There is a long drawn out reason that I won’t get in to of why my chain did a hop, skip and a jump over my cassette. It is [technically] my fault, though I didn’t realize it at the time. I’m trying to be accepting that there are going to be trials and tribulations that come along with my big girl pants of maintaining my bike myself, it’s just frustrating when they happen in a race. I’m hoping to have most all of these kinks worked out before New Zealand because I would hate to fly across the world for a race to have something like this happen.
That said, mechanical issues happen – they are often times totally out of our control and how we deal with them is the only thing that is in our control. I am pleased with myself for going out and continuing to race, and race modestly hard, despite the circumstances. The easiest thing to do would have been turn in my chip as I originally started to do (when I legitimately thought I couldn’t fix my chain) and DNF due to the mechanical. It also would have been easy to turn in my chip even after I “fixed” my chain out of sheer desire to not post bad results, which in all honesty, was tempting. Whether that makes me a bad sport, a sore loser, whatever you may think, it’s the truth.

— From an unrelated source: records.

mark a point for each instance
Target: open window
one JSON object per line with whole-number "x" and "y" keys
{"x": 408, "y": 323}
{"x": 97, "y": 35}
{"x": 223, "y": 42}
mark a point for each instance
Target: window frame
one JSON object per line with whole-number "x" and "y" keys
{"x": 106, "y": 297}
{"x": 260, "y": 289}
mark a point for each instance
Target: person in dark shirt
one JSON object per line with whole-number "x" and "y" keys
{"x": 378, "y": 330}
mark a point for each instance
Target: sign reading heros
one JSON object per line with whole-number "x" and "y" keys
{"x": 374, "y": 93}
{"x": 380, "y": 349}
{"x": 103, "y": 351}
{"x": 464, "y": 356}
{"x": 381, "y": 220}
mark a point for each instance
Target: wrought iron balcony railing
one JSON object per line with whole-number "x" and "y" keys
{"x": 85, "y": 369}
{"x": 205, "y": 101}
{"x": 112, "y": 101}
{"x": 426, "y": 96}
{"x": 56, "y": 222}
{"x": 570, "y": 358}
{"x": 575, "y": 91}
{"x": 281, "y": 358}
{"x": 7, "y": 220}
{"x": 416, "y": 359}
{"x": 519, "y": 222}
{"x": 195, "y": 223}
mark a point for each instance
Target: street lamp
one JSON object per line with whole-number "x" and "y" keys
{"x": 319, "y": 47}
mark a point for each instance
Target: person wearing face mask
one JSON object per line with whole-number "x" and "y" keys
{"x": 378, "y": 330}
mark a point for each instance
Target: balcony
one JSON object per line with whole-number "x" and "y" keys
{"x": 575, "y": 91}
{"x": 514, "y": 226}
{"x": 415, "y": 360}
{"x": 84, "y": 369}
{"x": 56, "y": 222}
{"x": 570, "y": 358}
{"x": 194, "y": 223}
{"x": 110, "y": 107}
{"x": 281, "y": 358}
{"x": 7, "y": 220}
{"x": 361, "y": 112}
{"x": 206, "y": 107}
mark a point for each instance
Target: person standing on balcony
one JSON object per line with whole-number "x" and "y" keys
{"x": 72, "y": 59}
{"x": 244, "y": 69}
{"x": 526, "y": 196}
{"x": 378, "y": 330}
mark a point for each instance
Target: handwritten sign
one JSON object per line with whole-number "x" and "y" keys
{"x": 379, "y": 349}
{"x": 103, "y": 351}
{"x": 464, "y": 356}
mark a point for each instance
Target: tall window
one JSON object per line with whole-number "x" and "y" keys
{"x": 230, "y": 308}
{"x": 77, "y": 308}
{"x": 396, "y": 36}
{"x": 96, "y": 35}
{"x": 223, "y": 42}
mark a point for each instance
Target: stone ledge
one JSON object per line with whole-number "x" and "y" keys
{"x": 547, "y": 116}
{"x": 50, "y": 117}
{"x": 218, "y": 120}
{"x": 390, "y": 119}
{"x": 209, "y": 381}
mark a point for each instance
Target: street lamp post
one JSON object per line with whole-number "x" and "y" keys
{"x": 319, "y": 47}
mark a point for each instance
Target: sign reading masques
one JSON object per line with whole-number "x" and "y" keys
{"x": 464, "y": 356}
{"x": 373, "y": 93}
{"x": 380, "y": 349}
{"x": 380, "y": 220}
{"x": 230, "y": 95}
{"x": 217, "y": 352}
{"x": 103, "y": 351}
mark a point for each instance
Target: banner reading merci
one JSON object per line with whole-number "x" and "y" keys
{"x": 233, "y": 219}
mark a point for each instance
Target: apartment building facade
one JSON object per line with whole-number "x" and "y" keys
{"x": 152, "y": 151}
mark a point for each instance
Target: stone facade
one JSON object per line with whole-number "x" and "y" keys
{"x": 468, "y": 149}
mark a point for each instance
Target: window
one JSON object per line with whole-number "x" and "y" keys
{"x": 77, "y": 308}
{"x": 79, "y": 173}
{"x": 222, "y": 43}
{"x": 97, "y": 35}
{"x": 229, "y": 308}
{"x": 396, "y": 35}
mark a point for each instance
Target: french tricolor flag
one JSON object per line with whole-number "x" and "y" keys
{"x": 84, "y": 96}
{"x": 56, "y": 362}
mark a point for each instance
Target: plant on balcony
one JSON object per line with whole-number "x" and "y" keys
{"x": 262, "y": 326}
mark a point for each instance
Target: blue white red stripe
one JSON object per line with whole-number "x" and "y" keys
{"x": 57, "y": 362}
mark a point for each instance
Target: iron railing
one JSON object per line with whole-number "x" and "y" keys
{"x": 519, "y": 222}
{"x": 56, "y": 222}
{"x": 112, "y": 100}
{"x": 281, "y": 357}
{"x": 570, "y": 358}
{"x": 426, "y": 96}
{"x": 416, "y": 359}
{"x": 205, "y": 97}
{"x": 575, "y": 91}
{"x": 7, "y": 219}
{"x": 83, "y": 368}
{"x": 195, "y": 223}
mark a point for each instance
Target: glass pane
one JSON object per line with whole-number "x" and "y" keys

I’m also happy that as far as my training goes, I’m in the best short distance shape of my life. Hopefully my swim will improve so that I don’t continue to out-right lose races in the water. I feel confident as I head to worlds that I am physically capable of having a decent result, as long as everything comes together that day. I’m hoping all of these mishaps will be out of my system before I toe the line on October 22nd!
That was the longest ~18 mile race update of my life.